Но это все произошло в одну минуту. Они, не останавливаясь с нами, прошли далее. Я могу сказать, что я не понял тогда совершенно ни того, что я ощущал, ни своих чувств к дяде, которыми я, однако, был в этот момент в высшей степени взволнован. Когда я оглянулся, отец с дядей были уже далеко за нами, и я мог заметить, что они опять продолжают что-то говорить и отец идет по-прежнему, заложив руки назад и с опущенной головой.
У детей – я заметил это – почти у всех, до известного возраста, есть привычка, когда кто-нибудь их поцелует, – вытереть губы потом. Нас от этого останавливали, говорили, что это даже невежливо перед тем, кто нас поцеловал, точно мы брезгаем им; но это все равно ни к чему не вело. Я помню, я удерживался сейчас же, первый момент, при поцеловавшем меня утирать губы, но всегда или уходил вскоре и утирал их, или тут же отворачивался за чем-нибудь, как-нибудь нагибался, чтобы не видали, и все-таки их утирал. Эта привычка у всех почти детей, какое бы они ни получили воспитание. Вся разница только в том, что от одного поцелуя они утрутся один раз и, так сказать, мимоходом, слегка, а от другого несколько раз и тщательно.
Я очень тщательно утерся на этот раз после дядина поцелуя, даже нарочно тщательно, и так, чтобы Анна Карловна могла это видеть...
Но она ничего не сказала, и мы прошли в дом.
Матушка нас встретила как-то рассеянно и, к моему удивлению, была даже как будто в довольном и совершенно покойном, чуть не веселом настроении. Это меня удивило, показалось загадочным, и я все смотрел на нее, не скажет ли она чего, не узнаем ли мы чего. Но она, не обращая на нас внимания, позвала Анну Карловну и, уйдя с ней в другую комнату, начала ей что-то рассказывать.
– Дядя когда же, давно приехал? – спросил я у кого-то из прислуги.
– Нет-с, сейчас только перед вами.
– Один? – почему-то спросил я.
– Одни-с.
К обеду отец с дядей вернулись из сада. Я сел не рядом с дядей, как всегда, а нарочно против него и все смотрел на него. У меня и теперь еще осталась привычка, если я слышал что про кого или узнавал, искать потом у него на лице, выследить это слышанное. Так и теперь, я все искал на лице у него следов этого всего, что там, в Прудках, произошло...

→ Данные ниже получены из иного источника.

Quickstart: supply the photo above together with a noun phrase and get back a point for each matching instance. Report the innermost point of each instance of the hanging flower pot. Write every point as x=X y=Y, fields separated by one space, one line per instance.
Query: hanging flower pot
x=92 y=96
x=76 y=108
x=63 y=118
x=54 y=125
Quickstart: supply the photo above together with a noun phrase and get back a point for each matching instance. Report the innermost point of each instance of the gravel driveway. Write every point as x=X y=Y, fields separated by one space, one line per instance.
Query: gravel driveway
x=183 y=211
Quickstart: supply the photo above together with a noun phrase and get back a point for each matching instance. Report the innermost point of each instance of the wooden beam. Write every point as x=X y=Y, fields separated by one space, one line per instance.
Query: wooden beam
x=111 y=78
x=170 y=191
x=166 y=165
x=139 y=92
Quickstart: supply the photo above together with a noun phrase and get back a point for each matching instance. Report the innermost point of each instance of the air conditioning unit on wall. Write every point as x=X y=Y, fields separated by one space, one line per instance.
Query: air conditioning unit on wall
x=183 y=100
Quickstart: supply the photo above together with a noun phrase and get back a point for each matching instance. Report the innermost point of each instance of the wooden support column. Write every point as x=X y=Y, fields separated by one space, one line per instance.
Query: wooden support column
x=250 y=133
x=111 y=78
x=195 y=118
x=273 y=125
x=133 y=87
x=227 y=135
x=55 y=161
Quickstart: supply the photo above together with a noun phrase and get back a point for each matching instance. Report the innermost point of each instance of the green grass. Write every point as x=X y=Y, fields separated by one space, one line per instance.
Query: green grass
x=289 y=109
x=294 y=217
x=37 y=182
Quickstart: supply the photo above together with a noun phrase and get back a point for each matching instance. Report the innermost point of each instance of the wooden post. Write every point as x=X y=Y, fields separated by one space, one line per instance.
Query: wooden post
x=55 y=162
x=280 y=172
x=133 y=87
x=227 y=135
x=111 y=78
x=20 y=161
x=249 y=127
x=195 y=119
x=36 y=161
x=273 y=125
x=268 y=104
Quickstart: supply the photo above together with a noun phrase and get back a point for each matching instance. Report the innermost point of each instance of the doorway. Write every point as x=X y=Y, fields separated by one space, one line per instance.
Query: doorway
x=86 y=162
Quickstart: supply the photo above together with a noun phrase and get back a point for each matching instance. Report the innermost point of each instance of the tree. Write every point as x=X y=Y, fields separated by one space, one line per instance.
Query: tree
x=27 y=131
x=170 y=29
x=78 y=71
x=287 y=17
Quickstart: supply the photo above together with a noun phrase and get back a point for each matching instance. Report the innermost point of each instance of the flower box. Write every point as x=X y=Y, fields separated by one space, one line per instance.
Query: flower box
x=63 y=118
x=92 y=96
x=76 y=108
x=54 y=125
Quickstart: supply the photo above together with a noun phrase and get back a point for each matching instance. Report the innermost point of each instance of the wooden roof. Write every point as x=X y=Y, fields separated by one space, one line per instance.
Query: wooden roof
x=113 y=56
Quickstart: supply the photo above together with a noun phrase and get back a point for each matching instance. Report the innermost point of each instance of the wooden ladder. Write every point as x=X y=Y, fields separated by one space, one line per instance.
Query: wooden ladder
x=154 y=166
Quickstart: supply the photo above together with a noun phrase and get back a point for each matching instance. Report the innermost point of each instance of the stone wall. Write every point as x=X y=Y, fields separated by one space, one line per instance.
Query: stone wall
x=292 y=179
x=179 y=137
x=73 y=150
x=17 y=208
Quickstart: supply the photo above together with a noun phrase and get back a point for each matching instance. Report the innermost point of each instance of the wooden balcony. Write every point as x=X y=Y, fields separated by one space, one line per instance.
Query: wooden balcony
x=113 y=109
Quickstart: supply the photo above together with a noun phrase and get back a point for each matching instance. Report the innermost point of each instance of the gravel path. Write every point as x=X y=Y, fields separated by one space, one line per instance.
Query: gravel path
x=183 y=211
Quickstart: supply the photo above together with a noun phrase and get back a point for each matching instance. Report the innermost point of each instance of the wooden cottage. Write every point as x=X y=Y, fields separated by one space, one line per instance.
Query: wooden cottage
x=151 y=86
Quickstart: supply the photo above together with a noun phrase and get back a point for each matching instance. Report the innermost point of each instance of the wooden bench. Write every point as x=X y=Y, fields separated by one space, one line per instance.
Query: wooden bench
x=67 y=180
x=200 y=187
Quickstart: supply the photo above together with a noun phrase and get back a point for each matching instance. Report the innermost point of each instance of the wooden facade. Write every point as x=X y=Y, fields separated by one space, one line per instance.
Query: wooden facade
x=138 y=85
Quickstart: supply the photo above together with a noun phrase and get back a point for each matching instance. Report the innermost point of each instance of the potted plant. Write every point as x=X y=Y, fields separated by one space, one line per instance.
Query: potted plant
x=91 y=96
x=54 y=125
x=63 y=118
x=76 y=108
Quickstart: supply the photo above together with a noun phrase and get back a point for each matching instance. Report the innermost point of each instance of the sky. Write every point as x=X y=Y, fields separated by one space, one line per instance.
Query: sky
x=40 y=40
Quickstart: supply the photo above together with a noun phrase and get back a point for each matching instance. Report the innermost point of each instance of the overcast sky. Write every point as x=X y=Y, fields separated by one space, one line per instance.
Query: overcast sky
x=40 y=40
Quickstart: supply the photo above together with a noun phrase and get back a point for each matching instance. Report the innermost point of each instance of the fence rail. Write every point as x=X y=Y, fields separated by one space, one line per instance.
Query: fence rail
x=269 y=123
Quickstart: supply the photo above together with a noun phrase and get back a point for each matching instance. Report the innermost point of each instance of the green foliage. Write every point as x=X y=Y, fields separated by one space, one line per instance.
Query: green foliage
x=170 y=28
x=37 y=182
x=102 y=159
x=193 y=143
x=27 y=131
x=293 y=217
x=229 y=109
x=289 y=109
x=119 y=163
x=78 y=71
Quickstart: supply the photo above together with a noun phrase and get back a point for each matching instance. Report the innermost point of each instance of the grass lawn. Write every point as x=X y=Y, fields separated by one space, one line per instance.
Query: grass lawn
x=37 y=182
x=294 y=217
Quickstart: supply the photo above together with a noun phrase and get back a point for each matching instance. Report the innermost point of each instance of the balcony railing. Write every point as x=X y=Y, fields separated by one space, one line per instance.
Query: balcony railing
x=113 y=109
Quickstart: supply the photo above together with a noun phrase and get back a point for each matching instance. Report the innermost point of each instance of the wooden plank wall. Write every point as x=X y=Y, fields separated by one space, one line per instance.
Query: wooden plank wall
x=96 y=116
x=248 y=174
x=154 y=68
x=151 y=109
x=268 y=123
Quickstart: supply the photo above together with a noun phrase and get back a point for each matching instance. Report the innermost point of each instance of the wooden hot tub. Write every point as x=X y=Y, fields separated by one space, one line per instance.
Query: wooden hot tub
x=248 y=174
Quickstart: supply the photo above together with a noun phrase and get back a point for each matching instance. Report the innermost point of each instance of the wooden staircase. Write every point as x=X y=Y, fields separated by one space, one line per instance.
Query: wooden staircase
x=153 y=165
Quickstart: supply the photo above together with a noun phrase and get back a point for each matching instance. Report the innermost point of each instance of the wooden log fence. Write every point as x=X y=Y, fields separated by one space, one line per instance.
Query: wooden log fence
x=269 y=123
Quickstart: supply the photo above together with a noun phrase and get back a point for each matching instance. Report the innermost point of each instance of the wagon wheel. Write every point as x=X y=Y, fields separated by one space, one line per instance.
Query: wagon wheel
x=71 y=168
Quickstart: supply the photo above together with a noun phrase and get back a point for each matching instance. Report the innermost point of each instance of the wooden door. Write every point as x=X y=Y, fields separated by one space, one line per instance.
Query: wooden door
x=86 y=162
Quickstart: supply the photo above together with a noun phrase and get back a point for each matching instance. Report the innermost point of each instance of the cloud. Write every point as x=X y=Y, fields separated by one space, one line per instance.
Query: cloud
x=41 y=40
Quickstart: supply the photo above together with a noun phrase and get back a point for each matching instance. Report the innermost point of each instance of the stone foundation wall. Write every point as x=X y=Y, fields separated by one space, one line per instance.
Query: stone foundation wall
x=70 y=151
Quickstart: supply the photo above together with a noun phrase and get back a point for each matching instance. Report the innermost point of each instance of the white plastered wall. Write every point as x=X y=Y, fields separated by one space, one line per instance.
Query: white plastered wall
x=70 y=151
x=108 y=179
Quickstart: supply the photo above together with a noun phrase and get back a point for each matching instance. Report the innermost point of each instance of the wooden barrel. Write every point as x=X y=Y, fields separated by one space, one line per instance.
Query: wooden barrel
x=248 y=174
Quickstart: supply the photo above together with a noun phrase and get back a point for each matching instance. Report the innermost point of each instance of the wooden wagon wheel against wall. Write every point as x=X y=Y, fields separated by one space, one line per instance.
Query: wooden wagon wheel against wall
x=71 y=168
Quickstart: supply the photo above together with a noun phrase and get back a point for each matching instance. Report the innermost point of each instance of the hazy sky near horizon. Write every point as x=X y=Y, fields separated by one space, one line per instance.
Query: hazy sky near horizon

Но дядя за обедом был совершенно покоен и с важностью рассказывал о Петербурге, говорил о несомненно в недалеком будущем предстоящей войне и о каком-то князе.
– Ты, значит, все время будешь при нем теперь? И в случае похода, войны? – спросила матушка.
– Конечно, при нем, – ответил он.
Тут, за обедом, из разговоров их мы поняли, что дядя получил какую-то бумагу из Петербурга, что его вызывают, дают ему какое-то блестящее назначение и он уезжает туда на днях...
Дядя рассказывал обо всем этом, делал предположения, строил планы. Матушка, видимо, была рада всему этому, и главное, кажется, потому, что уезжает отсюда.
«А что же «мадама», тоже с ним уезжает или остается здесь? – соображал я и чуть-чуть один раз не спросил об этом. – И потом, как же эта вся история, так, значит, и в самом деле кончена?»
После обеда Анна Карловна увела нас играть в детскую, а матушка с отцом и с дядей остались в гостиной, куда все перешли тотчас после обеда.
Я помню, меня присутствие дяди у нас, то есть самый факт того, что он у нас, здесь, и, может статься, уедет, с нами не простившись, нисколько этот раз уж не занимал, не интересовал. Мне гораздо больше хотелось знать об этой его «мадаме», где она, что с ней, останется ли она здесь или уедет с ним, и потом вот эта история с засеченными им кучером и лакеем – неужели это так и кончится все и ничего не будет – похоронили их, и конец...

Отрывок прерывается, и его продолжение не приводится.